Returning to work after maternity leave
So why then does returning to work for a mum cause so many problems and difficulties? Many women have already made trade-offs in their career and where they were planning to have a family have already chosen careers which are more family-friendly. But of course not everybody has the ability to do this, and in an ideal world all careers would be equally family-friendly because as a society we know the importance of infant mental health and early childhood development. Even within a particular career there are huge differences at team, department, and organisational levels which can make life easier or harder for a new mother. The UK Equality Act 2010 provides a legal basis to protect the employment rights associated with pregnancy and maternity, and the Employment Tribunal courts are there to uphold the implementation of the Act. Few people of course want matters to progress to a formal complaint or legal challenge, so this remains the last resort when things have gone badly wrong.
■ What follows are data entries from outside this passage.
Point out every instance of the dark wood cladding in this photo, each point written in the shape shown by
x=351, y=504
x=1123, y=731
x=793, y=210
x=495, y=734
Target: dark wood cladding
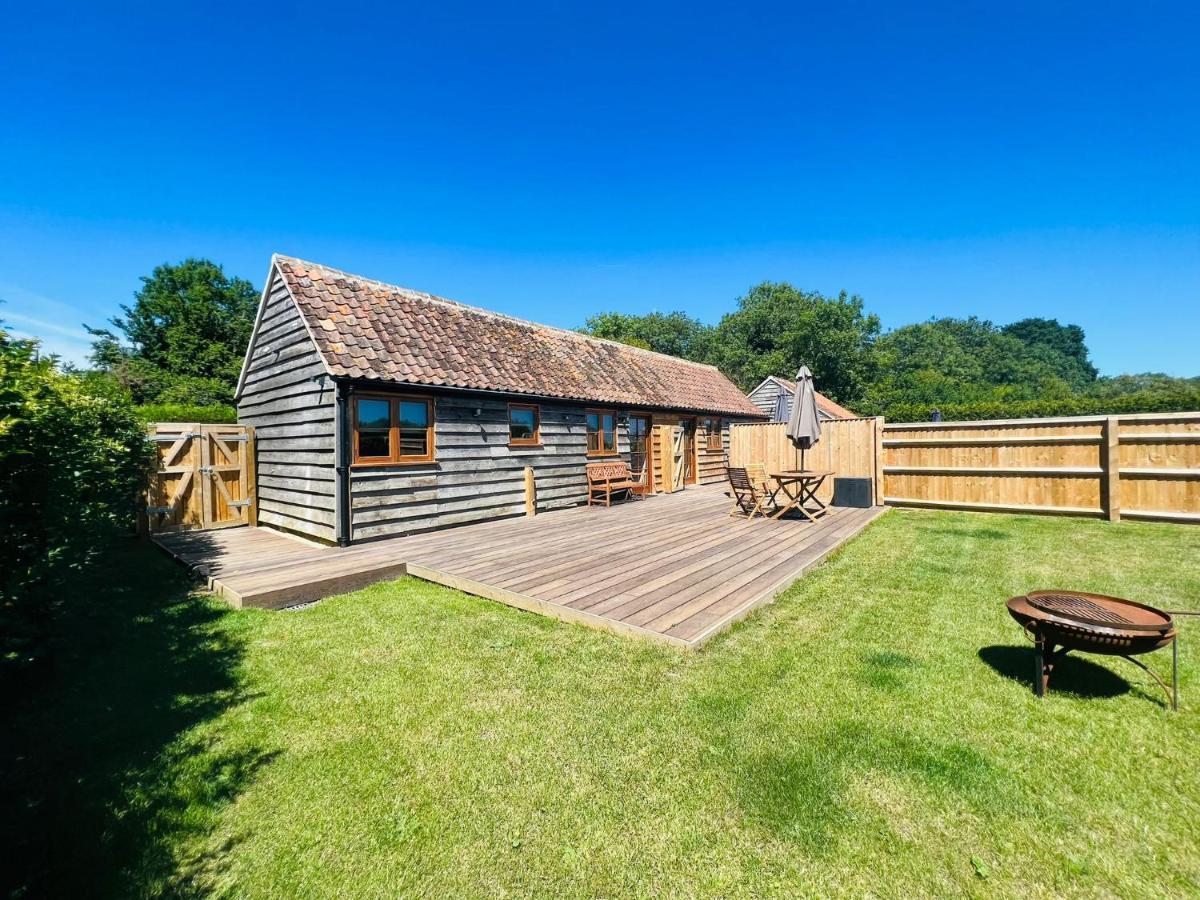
x=293, y=419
It’s not all doom and gloom, and the rise of women in the workplace and the changing nature of society has transformed the experience of motherhood and careers for many people, but there is still a huge amount to do at a societal, organisational and team level to support new mums in the workplace.
5 tips to help you with returning to work after maternity leave
- Your priorities may be different. Don’t underestimate the fact that your priorities may completely change as a consequence of becoming a mother. You may have been driven by your career for the last 20 years, and find that it no longer matters so much to you or in the same way. This can be very frightening for some people, especially if their identity is very connected to their career. Be open to the fact that your priorities may change, and that you may feel like a different person. This is very normal, but may make you feel very isolated in the workplace, especially as everybody expects you to come back to work as the same person that you were when you went away. For some people their priorities are now so different that their previous job role, employer, or career are no longer a good fit for them, and that can add a lot of stress and uncertainty. Recognising that this is not uncommon, and being kind to yourself at this point in time is extremely important. It is always better in my opinion to plan an exit from a role, with a sense of what you want to move towards wherever possible, though for some people this is just not realistic and the only solution is a rapid exit.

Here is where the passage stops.